A1189
Title: Covariance and autocovariance estimation on a Liouville quantum gravity sphere in a functional context
Authors: Andrej Srakar - Institute for Economic Research Ljubljana (Slovenia) [presenting]
Abstract: Research on spherical random fields and their applications has become an important part of probability, statistics and mathematical physics. Approaches are extended to study anisotropic spherical random fields previously unaddressed in this context area in random geometry, namely Liouville quantum gravity (LQG) spheres. The quantum Liouville theory was introduced in 1981 as a model for quantizing the bosonic string in the conformal gauge and gravity in two space-time dimensions.

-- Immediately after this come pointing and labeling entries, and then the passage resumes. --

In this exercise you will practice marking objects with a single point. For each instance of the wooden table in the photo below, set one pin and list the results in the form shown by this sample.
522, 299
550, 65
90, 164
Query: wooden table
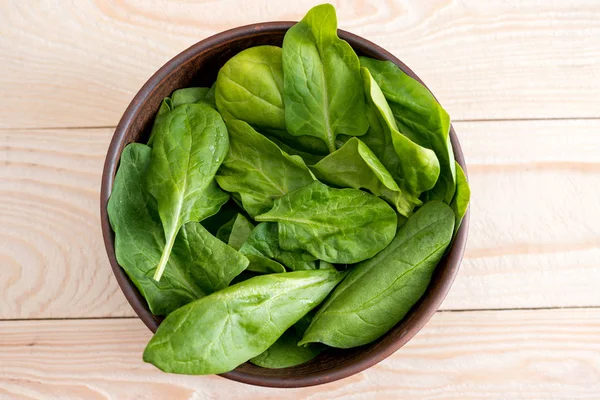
521, 80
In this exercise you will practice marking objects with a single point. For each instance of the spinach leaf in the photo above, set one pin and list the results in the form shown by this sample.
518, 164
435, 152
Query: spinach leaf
139, 240
335, 225
285, 352
419, 117
354, 165
190, 144
225, 214
258, 170
415, 168
298, 145
210, 95
262, 247
225, 230
211, 263
462, 196
219, 332
240, 231
165, 106
379, 292
306, 156
323, 93
189, 95
249, 88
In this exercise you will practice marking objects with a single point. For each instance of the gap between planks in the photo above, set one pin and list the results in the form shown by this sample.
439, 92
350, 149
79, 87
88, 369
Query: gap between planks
453, 121
474, 310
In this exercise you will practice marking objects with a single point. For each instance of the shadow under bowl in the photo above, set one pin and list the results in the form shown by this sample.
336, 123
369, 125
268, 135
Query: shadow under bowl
198, 66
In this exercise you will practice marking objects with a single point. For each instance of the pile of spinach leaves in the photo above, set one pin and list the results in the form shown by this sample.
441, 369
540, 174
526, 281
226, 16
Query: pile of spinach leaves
302, 201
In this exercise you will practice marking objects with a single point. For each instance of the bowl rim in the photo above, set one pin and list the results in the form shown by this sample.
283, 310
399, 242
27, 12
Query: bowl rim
426, 307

Liouville measure is formally the exponential of the Gaussian free field (GFF), and it is possible to study in depth its properties about SLE curves or geometrical objects in the plane that can be constructed out of the GFF. The problem of estimation of Green-type covariance is studied, and autocovariance functions of a continuous Gaussian free field are defined on an LQG sphere. Their estimators are proposed within a functional data analysis context and study their asymptotics, including their computational aspects. In an application, data on sea surface temperature anomalies (temperature and salinity of the upper 2000 m of the ocean) is studied and recorded by Argo floats. In conclusion, extensions are discussed in many areas of studying spherical random fields and their relationship to probability and random geometry in a functional context.